# Coding error detect CAF for SWE



## jagalp (May 15, 2016)

shawnsheridan said:


> And that is your problem. If you want to use old 54.2 psdzdata, you need to also use old E-Sys 3.24.3.


ok good to know, Thanks Shawn,

What do you about the other topic, please?
Can you provide your thought on it. (http://www.bimmerfest.com/forums/showthread.php?t=925015)


----------



## shawnsheridan (Jan 10, 2009)

jagalp said:


> ok good to know, Thanks Shawn,
> 
> What do you about the other topic, please?
> Can you provide your thought on it. (http://www.bimmerfest.com/forums/showthread.php?t=925015)

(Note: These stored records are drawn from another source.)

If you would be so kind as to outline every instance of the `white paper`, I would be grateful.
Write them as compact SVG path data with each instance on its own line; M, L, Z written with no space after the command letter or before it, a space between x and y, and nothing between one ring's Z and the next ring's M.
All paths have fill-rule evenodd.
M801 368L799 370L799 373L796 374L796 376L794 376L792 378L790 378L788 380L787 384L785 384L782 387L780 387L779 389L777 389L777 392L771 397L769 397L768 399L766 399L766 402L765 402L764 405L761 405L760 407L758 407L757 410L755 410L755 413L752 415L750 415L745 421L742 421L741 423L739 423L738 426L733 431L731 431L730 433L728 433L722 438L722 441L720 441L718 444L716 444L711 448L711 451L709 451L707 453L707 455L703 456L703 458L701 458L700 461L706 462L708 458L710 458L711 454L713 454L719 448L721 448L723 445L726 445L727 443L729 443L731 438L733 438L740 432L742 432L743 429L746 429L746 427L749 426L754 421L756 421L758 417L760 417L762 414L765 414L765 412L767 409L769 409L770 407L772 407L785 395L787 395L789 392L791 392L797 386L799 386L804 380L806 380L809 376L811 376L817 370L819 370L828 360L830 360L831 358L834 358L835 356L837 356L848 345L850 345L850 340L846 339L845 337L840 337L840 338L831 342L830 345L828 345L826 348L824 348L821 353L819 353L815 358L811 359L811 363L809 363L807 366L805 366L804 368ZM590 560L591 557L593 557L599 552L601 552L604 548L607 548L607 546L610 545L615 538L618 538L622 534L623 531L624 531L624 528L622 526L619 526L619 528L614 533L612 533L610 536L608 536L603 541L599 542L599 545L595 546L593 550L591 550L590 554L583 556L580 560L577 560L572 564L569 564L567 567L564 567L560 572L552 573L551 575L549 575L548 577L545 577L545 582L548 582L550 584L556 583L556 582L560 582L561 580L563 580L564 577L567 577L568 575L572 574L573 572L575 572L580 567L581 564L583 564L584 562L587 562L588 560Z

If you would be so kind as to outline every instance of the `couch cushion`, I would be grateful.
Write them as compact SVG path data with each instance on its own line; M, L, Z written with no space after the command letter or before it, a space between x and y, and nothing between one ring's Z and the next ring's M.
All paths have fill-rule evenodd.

Load original unmodified FA and VO Code all modules (except DME / DDE) to reset them.


----------



## jagalp (May 15, 2016)

shawnsheridan said:


> Load original unmodified FA and VO Code all modules (except DME / DDE) to reset them.


Thanks shawn, big thanks, everything again as it should be :thumbup::thumbs:


----------



## shawnsheridan (Jan 10, 2009)

jagalp said:


> Thanks shawn, big thanks, everything again as it should be :thumbup::thumbs:


:thumbup:


----------